Kültür Sanat Edebiyat Şiir

kadın ve erkeğin aşk anlayışı sizce ne demek, kadın ve erkeğin aşk anlayışı size neyi çağrıştırıyor?

kadın ve erkeğin aşk anlayışı terimi Münzevi Zeyrek tarafından tarihinde eklendi

  • Münzevi Zeyrek
    Münzevi Zeyrek

    Aşk dediğimiz o karmaşık duygu, kadın ve erkek için bazen adeta iki farklı evrenden gelmiş gibi anlaşılır. Kadınlar aşka “Netflix ve çikolata gecesi” gibi yaklaşıyor; duyguların derinliklerine dalmak, hissettiklerini anlatmak, mesajların anlamını çözüp “beni ne kadar düşündüğünü” saymak onların hobisi. Erkekler ise aşkı çoğunlukla “uzaktan kumanda ve pizza siparişi” gibi görüyor: Sessiz, pratik ve doğrudan işe yarayan bir şey.

    Kadınların aşk dilinde, “Sen nasılsın?” sorusu aslında “Beni düşünüyor musun?” anlamına gelir; ama erkeklerin cevabı çoğunlukla “İyiyim” olur. Burada iletişim krizi başlar. Kadın “Bu kadar kısa cevap olur mu?” diye içlenirken, erkek “Ne bekliyorsun, bu kadar mı detaylı olsun?” diye düşünüyor. İşte o an, aşkın renkli oyunları başlar.

    Kadın, sevgisini dokunuşlarla, sohbetle, küçük sürprizlerle gösterirken; erkek bazen aşkını “Bira aldım” veya “Kumandayı sana verdim” gibi eylemlerle anlatmaya çalışır. Kadın bu davranışları “Ne kadar düşüncelisin” diye okurken, erkek “Ben işte aşkımı böyle ifade ederim” diye kendi dilinde sevgi sunar. Sonuç? Komik ama tatlı bir dil karmaşası.

    Bir de kadınların aşkı “On dakika ağlayayım, sen sarıl, her şey geçer” şeklinde yaşama biçimi var; erkekler ise “Problemi çöz, sonra konuşuruz” der. Kadın biraz yumuşak yumuşak dokunmayı ister; erkek ise doğrudan problemi halletmeye çalışır.
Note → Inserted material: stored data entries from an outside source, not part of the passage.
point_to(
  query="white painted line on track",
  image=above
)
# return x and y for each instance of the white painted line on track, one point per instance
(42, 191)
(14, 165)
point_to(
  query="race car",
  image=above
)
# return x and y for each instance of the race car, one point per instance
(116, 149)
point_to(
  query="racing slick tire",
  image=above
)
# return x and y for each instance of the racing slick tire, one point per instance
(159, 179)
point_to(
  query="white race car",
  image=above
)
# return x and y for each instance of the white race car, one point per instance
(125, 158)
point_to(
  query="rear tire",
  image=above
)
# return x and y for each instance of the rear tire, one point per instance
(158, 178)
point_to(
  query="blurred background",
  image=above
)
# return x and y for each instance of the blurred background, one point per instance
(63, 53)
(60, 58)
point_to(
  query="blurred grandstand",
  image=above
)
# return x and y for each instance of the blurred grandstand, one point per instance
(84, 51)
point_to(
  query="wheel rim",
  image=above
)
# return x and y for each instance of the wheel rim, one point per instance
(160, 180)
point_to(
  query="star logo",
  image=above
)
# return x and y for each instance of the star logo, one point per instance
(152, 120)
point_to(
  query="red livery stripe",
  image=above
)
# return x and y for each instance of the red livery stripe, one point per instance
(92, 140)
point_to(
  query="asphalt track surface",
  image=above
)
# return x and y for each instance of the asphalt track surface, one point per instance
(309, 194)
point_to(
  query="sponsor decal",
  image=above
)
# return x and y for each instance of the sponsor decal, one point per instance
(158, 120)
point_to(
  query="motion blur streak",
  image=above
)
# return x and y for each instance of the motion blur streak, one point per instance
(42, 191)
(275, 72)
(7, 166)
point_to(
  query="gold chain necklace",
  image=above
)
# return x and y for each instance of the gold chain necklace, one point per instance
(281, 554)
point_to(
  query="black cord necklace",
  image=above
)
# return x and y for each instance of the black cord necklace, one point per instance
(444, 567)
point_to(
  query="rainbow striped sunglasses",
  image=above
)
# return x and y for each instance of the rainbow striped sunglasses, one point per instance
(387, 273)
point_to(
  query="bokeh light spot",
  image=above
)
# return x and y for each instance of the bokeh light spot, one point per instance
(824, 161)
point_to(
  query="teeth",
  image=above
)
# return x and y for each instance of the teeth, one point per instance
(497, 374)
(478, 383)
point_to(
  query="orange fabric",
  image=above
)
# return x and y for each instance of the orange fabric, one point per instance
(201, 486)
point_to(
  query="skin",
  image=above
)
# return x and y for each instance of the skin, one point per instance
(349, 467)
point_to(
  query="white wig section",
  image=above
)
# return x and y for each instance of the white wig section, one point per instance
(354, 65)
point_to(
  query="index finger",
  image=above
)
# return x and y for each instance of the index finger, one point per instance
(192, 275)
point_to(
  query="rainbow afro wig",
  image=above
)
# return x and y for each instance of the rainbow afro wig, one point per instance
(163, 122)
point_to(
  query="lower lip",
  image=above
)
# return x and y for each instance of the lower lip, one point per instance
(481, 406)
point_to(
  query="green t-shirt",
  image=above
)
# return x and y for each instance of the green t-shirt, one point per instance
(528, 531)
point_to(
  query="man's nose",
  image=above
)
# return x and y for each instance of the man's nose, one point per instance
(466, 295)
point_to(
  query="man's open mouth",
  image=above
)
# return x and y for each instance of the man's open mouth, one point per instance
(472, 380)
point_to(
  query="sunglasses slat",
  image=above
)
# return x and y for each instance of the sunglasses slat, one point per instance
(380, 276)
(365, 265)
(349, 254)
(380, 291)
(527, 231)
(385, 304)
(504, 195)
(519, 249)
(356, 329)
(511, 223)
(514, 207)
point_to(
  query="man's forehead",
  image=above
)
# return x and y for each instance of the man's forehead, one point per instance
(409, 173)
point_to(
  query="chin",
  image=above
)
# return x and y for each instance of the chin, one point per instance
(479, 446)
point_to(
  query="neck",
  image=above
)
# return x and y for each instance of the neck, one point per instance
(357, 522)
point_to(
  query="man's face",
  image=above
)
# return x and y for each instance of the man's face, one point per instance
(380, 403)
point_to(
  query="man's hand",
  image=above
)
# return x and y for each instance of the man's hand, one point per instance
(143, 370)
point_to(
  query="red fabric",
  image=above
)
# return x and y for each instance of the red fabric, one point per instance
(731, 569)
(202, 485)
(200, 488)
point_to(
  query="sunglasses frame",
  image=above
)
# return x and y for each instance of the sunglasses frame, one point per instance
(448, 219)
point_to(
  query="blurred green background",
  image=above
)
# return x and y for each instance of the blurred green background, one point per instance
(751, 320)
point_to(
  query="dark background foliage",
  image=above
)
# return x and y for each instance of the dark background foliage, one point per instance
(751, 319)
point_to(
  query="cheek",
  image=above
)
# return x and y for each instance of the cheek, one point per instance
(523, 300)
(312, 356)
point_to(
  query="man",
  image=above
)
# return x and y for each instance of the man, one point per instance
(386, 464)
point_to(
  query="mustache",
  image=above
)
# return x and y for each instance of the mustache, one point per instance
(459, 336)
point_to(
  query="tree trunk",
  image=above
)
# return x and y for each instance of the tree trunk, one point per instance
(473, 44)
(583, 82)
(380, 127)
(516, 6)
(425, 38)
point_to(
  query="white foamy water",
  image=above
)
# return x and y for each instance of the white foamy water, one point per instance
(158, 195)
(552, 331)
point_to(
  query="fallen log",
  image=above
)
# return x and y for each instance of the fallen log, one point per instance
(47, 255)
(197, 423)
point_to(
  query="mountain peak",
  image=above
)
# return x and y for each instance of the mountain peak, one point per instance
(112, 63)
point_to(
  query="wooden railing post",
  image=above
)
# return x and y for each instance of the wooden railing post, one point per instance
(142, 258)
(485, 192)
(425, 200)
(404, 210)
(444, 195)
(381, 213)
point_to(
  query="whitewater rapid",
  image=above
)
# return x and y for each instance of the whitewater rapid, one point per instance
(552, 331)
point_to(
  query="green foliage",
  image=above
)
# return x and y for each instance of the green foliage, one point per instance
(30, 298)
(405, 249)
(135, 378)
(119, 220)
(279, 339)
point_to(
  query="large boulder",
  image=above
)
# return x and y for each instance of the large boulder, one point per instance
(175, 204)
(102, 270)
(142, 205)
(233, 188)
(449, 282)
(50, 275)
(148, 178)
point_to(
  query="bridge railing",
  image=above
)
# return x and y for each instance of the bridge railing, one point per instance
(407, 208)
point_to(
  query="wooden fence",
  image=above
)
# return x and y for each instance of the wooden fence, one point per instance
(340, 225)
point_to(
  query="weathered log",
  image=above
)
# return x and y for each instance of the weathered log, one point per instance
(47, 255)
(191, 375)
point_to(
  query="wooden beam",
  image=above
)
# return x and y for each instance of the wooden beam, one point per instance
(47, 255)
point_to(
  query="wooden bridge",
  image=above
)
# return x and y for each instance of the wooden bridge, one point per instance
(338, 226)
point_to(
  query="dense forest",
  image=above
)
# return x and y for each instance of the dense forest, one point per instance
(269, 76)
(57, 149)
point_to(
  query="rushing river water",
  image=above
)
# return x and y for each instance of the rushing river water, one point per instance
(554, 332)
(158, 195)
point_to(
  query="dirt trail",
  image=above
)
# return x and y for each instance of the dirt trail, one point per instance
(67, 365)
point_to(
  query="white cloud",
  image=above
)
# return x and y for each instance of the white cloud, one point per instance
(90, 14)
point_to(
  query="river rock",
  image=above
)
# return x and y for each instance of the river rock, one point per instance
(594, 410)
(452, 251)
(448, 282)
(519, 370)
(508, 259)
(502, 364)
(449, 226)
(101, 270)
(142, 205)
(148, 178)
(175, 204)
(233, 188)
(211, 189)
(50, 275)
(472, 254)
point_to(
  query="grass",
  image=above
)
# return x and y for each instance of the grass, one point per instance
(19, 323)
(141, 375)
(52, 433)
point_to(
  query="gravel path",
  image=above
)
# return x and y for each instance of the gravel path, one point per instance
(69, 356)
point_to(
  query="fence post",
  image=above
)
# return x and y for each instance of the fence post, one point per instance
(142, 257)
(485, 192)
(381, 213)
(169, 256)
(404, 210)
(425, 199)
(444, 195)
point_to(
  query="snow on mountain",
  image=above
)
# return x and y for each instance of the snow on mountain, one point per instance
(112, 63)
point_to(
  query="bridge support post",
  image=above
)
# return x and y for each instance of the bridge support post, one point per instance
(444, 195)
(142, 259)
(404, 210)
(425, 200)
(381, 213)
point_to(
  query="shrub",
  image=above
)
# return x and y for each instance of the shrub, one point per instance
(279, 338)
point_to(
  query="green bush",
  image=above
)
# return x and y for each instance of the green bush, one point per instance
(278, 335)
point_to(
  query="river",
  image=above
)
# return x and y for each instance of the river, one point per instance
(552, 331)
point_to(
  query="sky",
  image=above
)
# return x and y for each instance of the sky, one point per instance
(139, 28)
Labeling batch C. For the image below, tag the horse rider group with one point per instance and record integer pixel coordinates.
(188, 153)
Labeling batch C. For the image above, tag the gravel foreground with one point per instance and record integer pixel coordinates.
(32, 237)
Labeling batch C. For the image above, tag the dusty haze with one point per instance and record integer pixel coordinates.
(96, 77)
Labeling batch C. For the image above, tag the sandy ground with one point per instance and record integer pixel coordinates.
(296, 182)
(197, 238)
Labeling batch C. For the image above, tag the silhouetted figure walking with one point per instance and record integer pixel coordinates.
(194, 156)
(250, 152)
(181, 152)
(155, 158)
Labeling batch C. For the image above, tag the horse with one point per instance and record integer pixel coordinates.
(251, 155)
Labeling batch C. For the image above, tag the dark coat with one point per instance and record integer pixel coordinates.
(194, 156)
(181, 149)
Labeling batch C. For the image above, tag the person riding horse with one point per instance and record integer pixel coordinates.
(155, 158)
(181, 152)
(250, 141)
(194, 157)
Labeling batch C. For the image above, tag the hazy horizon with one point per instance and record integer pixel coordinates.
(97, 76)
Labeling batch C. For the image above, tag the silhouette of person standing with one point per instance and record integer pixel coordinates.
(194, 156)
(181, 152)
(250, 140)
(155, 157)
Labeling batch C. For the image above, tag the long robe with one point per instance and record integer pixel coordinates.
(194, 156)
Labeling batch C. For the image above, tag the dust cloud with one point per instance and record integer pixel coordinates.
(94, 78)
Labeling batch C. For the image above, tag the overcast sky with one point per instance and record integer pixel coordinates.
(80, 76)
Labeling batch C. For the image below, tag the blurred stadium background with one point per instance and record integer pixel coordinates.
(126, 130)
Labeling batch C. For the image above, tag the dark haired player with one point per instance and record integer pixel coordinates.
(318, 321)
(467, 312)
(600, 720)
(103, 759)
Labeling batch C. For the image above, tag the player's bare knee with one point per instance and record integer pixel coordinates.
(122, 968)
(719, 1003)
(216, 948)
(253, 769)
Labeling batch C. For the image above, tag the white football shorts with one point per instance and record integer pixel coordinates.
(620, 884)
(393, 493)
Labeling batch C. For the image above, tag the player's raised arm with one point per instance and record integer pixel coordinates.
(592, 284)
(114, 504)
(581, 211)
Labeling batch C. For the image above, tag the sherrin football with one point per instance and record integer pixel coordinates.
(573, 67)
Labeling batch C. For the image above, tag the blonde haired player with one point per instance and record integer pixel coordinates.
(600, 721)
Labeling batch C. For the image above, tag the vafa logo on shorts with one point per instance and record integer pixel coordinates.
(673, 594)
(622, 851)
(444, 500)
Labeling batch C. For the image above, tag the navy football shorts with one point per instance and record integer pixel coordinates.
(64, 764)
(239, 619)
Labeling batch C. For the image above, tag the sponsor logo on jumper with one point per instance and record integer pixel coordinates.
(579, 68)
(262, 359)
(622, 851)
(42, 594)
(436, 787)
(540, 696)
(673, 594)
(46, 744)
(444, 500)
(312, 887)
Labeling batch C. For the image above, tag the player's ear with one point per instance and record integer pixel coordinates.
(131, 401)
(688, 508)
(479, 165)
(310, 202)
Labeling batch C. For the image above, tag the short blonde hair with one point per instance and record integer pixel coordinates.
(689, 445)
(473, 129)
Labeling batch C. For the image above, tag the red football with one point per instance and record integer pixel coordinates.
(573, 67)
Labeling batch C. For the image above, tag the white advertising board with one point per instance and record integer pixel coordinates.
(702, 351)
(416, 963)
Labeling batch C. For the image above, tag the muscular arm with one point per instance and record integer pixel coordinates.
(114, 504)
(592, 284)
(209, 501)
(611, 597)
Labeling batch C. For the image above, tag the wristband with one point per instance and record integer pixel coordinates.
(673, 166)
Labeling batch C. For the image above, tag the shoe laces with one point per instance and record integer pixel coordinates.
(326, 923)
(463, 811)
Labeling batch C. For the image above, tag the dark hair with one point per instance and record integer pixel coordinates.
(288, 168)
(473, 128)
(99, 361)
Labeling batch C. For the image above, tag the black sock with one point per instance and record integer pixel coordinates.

Arada bir şaka vardır, “Biz savaşçıyız, biz ağlamayız” diye; ama kadın “Sen de biraz duygusallaş, belki kalbim biraz daha hızlı atar” diye karşılık verir.

    Ama işin sırrı şu ki, tüm bu farklılıklar aşkı renklendirir. Kadın ve erkek, farklı kanallardan sevmeyi öğrenir; birbirinin dilini çözmeye çalışırken aslında kendi kalplerini de büyütür. Aşk, bazen “Ben sana kırmızı güller aldım” derken, “Sen bana en sevdiğim yemekleri yaptın” demektir. Birinin dili sözlerken, diğerinin dili davranışlardır; ama iki dil de aynı kalbi konuşur.

    Yani sonuç olarak, kadın ve erkek aşkı, farklı gezegenlerden gelen iki astronotun aynı gemide yol alması gibidir. Bazen iletişim kopar, bazen rota şaşar ama birlikte yol almak, yıldızlara ulaşmak her şeye değer. Çünkü aşk, farklarla değil; paylaşılan o eşsiz duyguyla büyür.